Licorice extracts have been widely used in herbal and folk medications. <i>Glycyrrhiza</i> contains diverse range of biological compounds including triterpenes (glycyrrhizin, glycyrrhizic acid) and flavonoids (quercetin, liquiritin, liquiritigenin, glabridin, licoricidin, isoliquiritigenin). The flavonoids in licorice are known to have strong anti-cancer activities. Quercetin, the most abundant flavonoid, has been shown to have anti-ulcer, anti-cancer, antioxidant, and anti-inflammatory properties. Latent Epstein-Barr virus (EBV) infection can lead to serious malignancies, such as, Burkitt's lymphoma, Hodgkin's disease and gastric carcinoma(GC), and (Epstein-Barr virus associated gastric carcinoma) EBVaGC is one of the most common EBV-associated cancers. In this study, the authors first examined the anti-cancer effects of quercetin and isoliquiritigenin in vivo xenograft animal models implanted with EBV(+) human gastric carcinoma (SNU719) or EBV(-) human gastric carcinoma (MKN74), and then explored the molecular mechanisms responsible for their anti-cancer activities.

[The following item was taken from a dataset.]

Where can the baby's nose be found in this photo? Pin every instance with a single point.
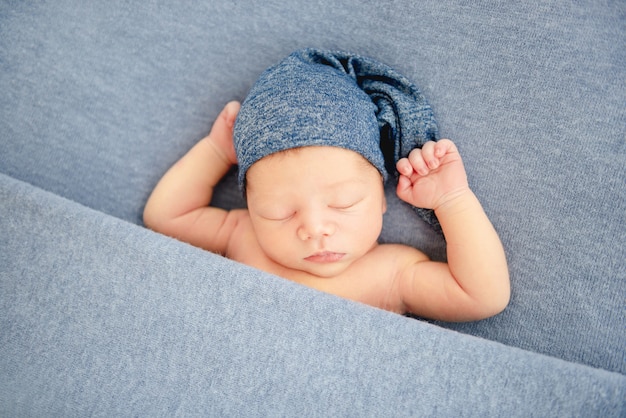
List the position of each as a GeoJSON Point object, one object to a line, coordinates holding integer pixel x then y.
{"type": "Point", "coordinates": [315, 226]}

The results obtained showed that anti-cancer effect of quercetin was greater than isoliquiritigenin in mice injected with EBV(+) human gastric carcinoma (SNU719) cells. On the other hand, quercetin and isoliquiritigenin had similar anti-cancer effects in mice injected with EBV(-) human gastric carcinoma (MKN74) cells. Interestingly, quercetin inhibited EBV viral protein expressions, including EBNA-1 and LMP-2 proteins in tumor tissues from mice injected with EBV(+) human gastric carcinoma. Quercetin more effectively induced p53-dependent apoptosis than isoliquiritigenin in EBV(+) human gastric carcinoma, and this induction was correlated with increased expressions of the cleaved forms of caspase-3, -9, and Parp. In EBV(-)human gastric carcinoma (MKN74), both quercetin and isoliquiritigenin induced the expressions of p53, Bax, and Puma and the cleaved forms of caspase-3 and -9 and Parp at similar levels.